Flores señaló que la prevención temprana en el hogar y en la escuela es un factor de protección importante, "pero no siempre se hace con la dedicación adecuada". "Hay familias que no se preocupan lo suficiente; hay familias que se preocupan, y son menos las que realmente se ocupan", apuntó.

Ghai insistió en que las próximas investigaciones deben incorporar con más profundidad las desigualdades que atraviesan a la infancia en distintas regiones del mundo. "Tenemos que entender cómo influyen factores como la pobreza, la migración, la etnicidad o la orientación sexual y cómo los agresores explotan esas vulnerabilidades", señaló.

Pablo Romero, investigador en Derecho y Criminología, señaló en una reacción recogida por Science Media Centre que "estamos ante un estudio robusto que ofrece una fotografía importante para entender el estado del abuso sexual digital a los niños en una región donde no existe tanta evidencia disponible como en otras zonas del mundo".

"Uno de los principales hallazgos de este estudio es la confirmación de que el abuso sexual infantil, ya sea físico o digital, no es una problemática que afecte de forma específica o única a niñas, sino que se trata de un problema transversal que impacta a niños y niñas casi por igual", añadió Romero.

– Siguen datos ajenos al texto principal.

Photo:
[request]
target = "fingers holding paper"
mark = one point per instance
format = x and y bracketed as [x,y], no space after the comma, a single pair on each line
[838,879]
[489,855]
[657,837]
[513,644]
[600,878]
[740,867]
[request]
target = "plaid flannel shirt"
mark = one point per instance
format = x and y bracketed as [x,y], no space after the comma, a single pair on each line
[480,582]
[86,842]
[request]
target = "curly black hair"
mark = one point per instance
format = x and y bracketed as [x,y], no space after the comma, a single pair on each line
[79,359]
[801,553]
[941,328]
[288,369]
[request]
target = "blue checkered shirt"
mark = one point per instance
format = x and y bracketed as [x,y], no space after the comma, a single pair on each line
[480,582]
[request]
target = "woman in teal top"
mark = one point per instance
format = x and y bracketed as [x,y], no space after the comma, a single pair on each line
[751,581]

Marta Ferragut, investigadora en psicología de la Universidad de Málaga, señaló que "el entorno mediado por la tecnología ha demostrado ser de gran vulnerabilidad debido a la posibilidad de anonimato para los agresores y de acceso a cualquier víctima potencial desde kilómetros de distancia y en la intimidad de los hogares, lo que proporciona una falsa sensación de seguridad".

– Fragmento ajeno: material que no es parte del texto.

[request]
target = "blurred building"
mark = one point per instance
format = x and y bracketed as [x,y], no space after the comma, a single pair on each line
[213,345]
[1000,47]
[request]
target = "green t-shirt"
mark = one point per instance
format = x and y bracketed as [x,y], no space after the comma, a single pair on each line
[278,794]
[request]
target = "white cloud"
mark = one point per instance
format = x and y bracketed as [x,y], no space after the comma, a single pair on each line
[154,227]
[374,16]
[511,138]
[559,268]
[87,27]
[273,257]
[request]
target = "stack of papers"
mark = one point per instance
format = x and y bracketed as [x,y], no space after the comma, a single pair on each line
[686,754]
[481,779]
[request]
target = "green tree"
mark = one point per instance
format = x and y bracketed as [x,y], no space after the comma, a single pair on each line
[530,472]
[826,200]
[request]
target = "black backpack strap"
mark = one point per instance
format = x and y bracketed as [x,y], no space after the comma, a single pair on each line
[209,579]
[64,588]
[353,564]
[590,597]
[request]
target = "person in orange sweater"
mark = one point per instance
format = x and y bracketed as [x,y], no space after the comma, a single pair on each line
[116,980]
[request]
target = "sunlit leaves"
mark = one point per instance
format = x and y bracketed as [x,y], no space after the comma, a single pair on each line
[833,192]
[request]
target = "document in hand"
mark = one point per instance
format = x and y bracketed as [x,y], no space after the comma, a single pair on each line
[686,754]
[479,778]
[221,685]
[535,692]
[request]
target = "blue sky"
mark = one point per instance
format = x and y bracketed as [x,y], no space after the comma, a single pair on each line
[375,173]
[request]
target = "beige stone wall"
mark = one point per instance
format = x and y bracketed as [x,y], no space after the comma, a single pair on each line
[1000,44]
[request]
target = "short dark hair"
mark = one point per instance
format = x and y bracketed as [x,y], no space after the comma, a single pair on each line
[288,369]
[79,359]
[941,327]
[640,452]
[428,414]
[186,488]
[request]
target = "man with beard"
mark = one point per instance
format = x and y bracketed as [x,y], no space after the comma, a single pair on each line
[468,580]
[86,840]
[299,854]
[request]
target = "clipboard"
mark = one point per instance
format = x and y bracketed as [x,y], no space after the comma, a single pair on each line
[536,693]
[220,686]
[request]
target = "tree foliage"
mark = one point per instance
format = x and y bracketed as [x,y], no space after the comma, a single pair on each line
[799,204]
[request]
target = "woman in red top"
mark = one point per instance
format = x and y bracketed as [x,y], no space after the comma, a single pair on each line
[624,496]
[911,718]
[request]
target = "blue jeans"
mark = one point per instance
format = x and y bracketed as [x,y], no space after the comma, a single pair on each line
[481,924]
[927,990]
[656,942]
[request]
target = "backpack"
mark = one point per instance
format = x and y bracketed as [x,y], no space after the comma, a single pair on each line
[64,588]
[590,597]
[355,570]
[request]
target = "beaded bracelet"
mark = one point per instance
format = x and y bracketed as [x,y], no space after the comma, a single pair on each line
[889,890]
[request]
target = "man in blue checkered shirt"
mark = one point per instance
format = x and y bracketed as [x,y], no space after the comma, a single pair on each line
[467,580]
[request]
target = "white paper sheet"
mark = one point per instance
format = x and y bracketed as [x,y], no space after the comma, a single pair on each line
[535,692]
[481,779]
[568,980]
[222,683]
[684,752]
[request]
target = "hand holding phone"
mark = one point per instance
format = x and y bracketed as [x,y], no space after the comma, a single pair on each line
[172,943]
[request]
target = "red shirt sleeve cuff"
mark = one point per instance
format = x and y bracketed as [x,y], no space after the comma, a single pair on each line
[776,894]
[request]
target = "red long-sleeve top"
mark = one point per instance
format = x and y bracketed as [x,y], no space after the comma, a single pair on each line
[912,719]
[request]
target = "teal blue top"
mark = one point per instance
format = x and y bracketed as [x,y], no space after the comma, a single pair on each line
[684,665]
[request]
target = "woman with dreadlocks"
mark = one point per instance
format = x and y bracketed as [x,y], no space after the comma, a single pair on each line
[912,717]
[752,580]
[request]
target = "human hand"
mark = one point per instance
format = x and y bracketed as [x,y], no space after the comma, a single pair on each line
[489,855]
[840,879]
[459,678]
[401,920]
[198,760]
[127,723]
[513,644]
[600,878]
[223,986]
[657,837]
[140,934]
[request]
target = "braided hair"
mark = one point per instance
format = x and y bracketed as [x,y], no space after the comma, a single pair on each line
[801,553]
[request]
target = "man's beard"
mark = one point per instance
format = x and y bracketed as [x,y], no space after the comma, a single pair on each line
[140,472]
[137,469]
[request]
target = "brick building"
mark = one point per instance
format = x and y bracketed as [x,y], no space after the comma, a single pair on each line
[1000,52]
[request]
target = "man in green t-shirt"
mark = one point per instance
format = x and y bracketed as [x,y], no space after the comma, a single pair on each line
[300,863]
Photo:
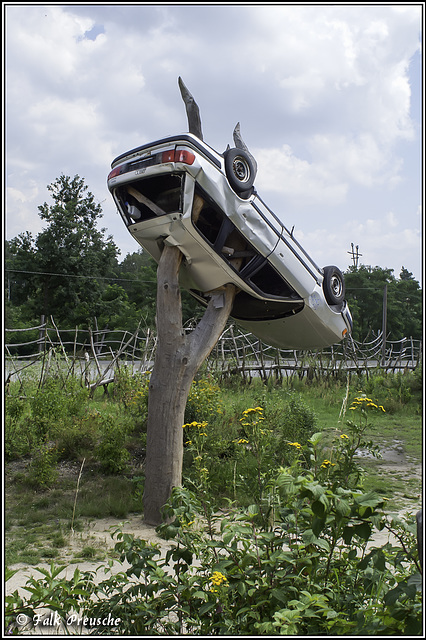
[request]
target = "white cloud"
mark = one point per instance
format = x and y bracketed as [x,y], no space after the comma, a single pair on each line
[323,94]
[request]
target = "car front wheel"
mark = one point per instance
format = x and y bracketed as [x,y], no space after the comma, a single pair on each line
[333,285]
[240,171]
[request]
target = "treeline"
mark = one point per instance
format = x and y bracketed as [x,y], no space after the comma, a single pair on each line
[71,271]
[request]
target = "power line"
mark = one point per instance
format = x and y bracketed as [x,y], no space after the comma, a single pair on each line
[355,254]
[70,275]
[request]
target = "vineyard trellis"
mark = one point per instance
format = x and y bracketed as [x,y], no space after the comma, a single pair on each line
[96,354]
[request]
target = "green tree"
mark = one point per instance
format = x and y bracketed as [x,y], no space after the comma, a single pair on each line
[66,262]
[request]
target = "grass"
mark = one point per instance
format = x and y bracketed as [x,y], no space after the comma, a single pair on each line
[38,525]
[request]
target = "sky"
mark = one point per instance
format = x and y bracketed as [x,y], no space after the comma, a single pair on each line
[329,97]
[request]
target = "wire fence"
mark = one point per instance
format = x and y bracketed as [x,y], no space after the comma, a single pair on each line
[95,355]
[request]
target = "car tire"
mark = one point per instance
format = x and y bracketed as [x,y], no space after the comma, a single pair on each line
[333,285]
[240,171]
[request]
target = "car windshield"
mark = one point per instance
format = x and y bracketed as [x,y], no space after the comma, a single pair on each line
[147,198]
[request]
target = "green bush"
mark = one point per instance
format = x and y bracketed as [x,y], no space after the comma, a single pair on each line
[203,401]
[297,421]
[42,471]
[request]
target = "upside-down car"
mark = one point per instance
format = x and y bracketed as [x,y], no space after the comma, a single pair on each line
[179,191]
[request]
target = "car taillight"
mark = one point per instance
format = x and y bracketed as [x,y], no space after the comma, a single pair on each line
[178,155]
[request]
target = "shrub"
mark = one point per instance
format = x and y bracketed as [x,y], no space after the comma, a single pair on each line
[203,401]
[42,472]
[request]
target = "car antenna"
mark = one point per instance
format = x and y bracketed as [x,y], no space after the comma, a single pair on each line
[192,110]
[240,144]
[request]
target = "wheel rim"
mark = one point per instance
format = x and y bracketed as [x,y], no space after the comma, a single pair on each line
[241,169]
[336,286]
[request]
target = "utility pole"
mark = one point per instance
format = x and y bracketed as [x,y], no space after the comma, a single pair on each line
[384,323]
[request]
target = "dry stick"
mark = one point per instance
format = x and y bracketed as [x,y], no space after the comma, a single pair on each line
[76,494]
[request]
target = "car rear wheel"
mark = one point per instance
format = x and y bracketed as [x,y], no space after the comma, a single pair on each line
[333,285]
[240,171]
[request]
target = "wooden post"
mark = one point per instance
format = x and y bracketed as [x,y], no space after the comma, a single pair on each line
[177,359]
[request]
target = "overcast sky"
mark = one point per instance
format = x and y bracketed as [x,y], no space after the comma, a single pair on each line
[328,97]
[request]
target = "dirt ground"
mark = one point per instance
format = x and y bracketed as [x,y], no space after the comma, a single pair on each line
[97,533]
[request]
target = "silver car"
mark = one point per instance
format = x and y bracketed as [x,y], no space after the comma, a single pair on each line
[179,191]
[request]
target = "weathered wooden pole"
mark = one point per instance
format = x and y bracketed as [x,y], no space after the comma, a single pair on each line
[177,360]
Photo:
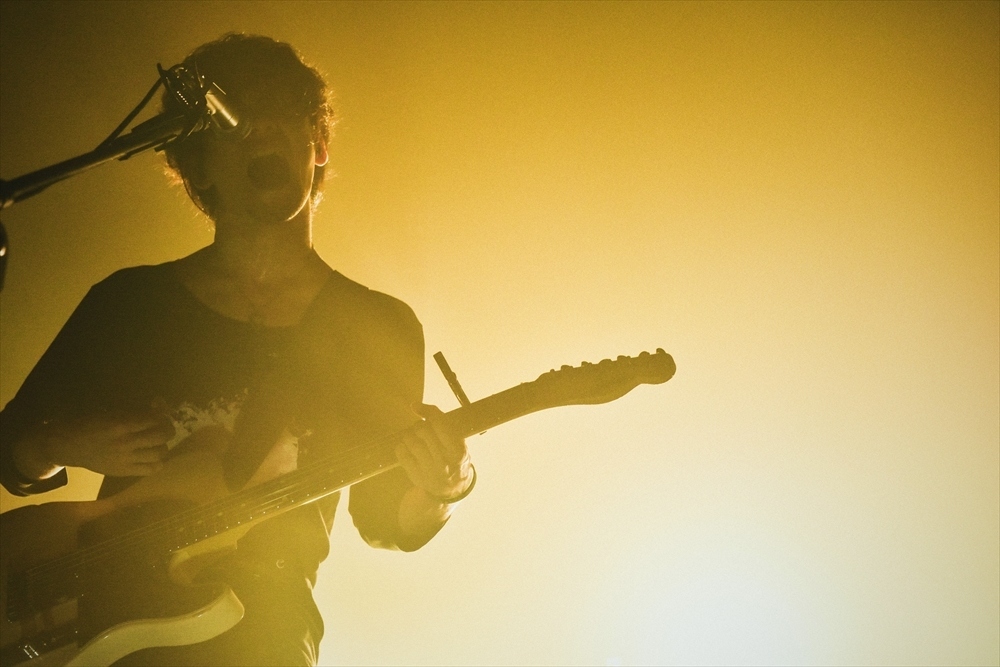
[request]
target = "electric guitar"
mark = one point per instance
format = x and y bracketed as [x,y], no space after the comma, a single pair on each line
[61,558]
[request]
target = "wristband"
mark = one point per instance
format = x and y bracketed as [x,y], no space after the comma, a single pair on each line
[462,496]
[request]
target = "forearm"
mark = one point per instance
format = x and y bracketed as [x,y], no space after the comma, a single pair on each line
[420,515]
[24,467]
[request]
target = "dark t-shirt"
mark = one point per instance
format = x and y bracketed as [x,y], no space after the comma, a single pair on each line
[346,374]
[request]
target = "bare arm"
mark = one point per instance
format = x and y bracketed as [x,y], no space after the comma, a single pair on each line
[438,465]
[118,445]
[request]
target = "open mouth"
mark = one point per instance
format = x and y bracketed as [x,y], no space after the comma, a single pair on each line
[269,172]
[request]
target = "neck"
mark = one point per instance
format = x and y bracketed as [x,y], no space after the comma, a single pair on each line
[264,254]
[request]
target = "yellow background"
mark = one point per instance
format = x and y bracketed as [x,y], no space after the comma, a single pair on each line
[799,201]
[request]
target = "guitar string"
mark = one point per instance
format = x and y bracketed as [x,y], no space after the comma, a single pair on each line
[154,533]
[285,488]
[157,531]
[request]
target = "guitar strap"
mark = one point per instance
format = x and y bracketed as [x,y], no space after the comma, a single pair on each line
[271,408]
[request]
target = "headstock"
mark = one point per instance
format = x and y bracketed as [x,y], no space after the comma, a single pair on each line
[591,384]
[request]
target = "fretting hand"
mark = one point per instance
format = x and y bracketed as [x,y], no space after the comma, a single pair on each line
[435,460]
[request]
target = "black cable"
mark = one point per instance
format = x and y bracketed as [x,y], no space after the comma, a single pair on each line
[135,112]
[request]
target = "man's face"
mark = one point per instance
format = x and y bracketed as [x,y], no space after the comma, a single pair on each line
[268,176]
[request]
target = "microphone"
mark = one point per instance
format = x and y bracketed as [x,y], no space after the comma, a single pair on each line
[225,119]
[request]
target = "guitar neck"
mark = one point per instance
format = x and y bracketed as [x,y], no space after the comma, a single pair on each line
[586,384]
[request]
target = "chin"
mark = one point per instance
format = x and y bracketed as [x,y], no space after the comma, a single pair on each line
[277,207]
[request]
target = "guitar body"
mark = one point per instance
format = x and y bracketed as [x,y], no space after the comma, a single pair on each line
[89,617]
[88,583]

Flores alertó de que los desafíos digitales evolucionan cada vez más rápido. "Ahora hablamos de inteligencia artificial, deepfakes y nuevas formas de manipulación. Los riesgos crecen en diversidad y velocidad", alertó.

Ghai concluyó que "el desafío se está intensificando. La IA generativa y los deepfakes se usan para producir material de abuso sexual infantil más rápido de lo que los sistemas de protección pueden responder. Urge una acción coordinada entre gobiernos y empresas tecnológicas para fortalecer la seguridad digital".